Finance

Why BDRs Burn Out and How One Leader Prevents It

Why BDRs Burn Out and How One Leader Prevents It

Business development representatives have one of the highest burnout rates in any profession. The combination of constant rejection, quota pressure, and repetitive tasks creates conditions where most people quit within 18 months.

Taylor Thomson thinks most companies are setting up their BDR teams to fail.

“The more marketing you get, the wider a birth you have to swing as a BDR team,” explains Thomson, who leads revenue operations at WITHIN. “The less your emails sound good, the less your phone calls matter. You run out of bandwidth.” His leadership philosophy emphasizes creating sustainable working conditions rather than demanding unsustainable activity levels.

This is the core problem: organizations ask BDRs to generate interest from scratch while providing insufficient support. Without strong marketing creating awareness, BDRs must cold-prospect constantly. Cold prospecting at scale demands volume. Volume demands automation. Automation kills personalization. Poor personalization tanks response rates. And suddenly you have BDRs sending 100 emails daily to get three responses.

That’s not a job anyone wants to do long-term.

Thomson’s solution involves inverting the typical structure. Rather than BDRs reporting to sales and being measured primarily on pipeline generation, he advocates for BD operating independently with strong marketing support creating “air cover.” Taylor Thomson outlined this revenue architecture approach in discussions about how agencies should structure their commercial teams.
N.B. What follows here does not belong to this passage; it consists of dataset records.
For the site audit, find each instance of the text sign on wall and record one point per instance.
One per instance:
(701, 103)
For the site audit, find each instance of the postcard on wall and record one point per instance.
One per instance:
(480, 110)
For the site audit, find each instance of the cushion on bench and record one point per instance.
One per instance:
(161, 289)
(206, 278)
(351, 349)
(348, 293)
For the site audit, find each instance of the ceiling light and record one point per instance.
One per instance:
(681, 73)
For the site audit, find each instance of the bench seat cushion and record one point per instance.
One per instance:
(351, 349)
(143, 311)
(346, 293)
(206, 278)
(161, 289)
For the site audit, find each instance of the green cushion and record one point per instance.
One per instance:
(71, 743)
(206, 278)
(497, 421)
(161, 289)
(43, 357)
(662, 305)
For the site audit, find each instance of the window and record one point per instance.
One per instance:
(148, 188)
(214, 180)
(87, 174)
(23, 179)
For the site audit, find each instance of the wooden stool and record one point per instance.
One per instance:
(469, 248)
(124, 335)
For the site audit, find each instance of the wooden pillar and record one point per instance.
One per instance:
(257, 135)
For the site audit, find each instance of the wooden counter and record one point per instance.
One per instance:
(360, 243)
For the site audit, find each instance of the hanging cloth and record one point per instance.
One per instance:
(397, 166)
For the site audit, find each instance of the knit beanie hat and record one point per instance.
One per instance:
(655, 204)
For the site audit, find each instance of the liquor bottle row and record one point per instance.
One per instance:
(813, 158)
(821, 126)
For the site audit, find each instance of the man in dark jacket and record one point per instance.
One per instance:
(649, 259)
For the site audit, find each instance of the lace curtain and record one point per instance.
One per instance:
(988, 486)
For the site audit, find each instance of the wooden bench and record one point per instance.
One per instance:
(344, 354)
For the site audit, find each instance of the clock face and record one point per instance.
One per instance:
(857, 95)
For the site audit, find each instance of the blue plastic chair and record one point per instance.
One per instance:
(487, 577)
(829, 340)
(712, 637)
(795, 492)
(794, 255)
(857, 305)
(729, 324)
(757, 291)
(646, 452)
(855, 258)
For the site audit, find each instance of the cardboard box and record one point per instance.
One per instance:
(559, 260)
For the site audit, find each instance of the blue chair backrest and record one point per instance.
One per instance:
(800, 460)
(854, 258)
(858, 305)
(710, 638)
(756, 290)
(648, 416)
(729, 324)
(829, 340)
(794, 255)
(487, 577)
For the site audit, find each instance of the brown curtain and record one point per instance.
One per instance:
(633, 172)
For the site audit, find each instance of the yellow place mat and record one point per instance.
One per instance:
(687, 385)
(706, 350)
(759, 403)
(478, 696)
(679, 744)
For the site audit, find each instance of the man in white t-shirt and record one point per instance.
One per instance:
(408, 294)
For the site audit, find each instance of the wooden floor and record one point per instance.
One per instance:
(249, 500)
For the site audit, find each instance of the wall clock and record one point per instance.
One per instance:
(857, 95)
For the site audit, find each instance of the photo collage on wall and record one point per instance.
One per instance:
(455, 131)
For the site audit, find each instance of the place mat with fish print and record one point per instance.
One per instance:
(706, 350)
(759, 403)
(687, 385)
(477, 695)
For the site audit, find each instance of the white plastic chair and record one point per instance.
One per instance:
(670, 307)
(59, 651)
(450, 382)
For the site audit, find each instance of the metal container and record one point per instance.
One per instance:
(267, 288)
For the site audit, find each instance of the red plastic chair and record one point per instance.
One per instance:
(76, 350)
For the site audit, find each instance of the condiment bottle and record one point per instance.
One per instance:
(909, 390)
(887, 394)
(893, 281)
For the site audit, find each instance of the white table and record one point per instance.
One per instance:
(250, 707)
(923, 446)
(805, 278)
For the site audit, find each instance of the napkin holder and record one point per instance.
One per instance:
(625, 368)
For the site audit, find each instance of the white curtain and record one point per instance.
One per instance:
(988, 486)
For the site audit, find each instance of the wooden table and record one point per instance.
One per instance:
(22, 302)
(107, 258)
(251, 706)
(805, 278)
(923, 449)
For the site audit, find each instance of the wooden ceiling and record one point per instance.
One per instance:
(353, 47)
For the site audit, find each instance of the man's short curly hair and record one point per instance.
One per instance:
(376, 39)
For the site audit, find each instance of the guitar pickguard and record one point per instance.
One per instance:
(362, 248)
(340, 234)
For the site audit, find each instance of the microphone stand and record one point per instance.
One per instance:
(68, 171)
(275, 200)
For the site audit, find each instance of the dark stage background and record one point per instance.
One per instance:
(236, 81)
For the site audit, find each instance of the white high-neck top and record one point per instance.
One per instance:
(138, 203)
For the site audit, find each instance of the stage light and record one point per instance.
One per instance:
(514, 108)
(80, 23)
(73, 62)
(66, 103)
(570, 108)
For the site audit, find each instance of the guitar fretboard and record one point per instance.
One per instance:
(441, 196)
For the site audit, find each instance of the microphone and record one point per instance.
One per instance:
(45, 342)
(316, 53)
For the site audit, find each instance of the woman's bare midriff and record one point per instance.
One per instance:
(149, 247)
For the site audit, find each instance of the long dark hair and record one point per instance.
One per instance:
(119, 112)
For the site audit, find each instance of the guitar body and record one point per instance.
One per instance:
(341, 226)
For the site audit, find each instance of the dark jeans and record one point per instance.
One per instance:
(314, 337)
“If I was going to tell somebody, would you start a business development team or a marketing team? I’d say marketing team,” Thomson argues. “The scalability of having people go out and try to identify people on problems they might identify or pain points they might identify, it’s just not there.”

When marketing produces compelling thought leadership, runs informative webinars, and earns attention through valuable content, BDRs can focus their outreach on people who’ve already demonstrated interest. The job becomes “qualifying inbound interest and warming up engaged prospects” rather than “creating interest from nothing.”

This changes everything about job satisfaction. BDRs have better conversations. They see higher response rates. They close more meetings with qualified prospects. The work feels productive rather than like shouting into the void.

Thomson also provides his BDR team with daily intelligence briefings—curated insights from 15 industry newsletters that help them understand prospect contexts. “When a startup IPOs, that in and of itself is not only going to affect that startup, but also every one of their competitors,” he notes. This contextual knowledge lets BDRs have substantive conversations rather than delivering generic pitches.

The approach requires patience from leadership. Building marketing infrastructure that creates genuine air cover takes six to nine months. Most organizations give it three months before panicking and demanding more outbound volume.

But companies that maintain the investment see dramatically better BDR retention and performance. When the job involves having interesting conversations rather than mass email blasts, people stick around. Taylor Thomson’s perspective on this challenge has been featured in industry publications examining how finance leaders can better support marketing and sales alignment.

For organizations struggling with BDR turnover, Thomson’s message is clear: the problem probably isn’t your BDRs. It’s the system you’ve built around them. His operational framework at WITHIN demonstrates how proper infrastructure reduces burnout while improving results.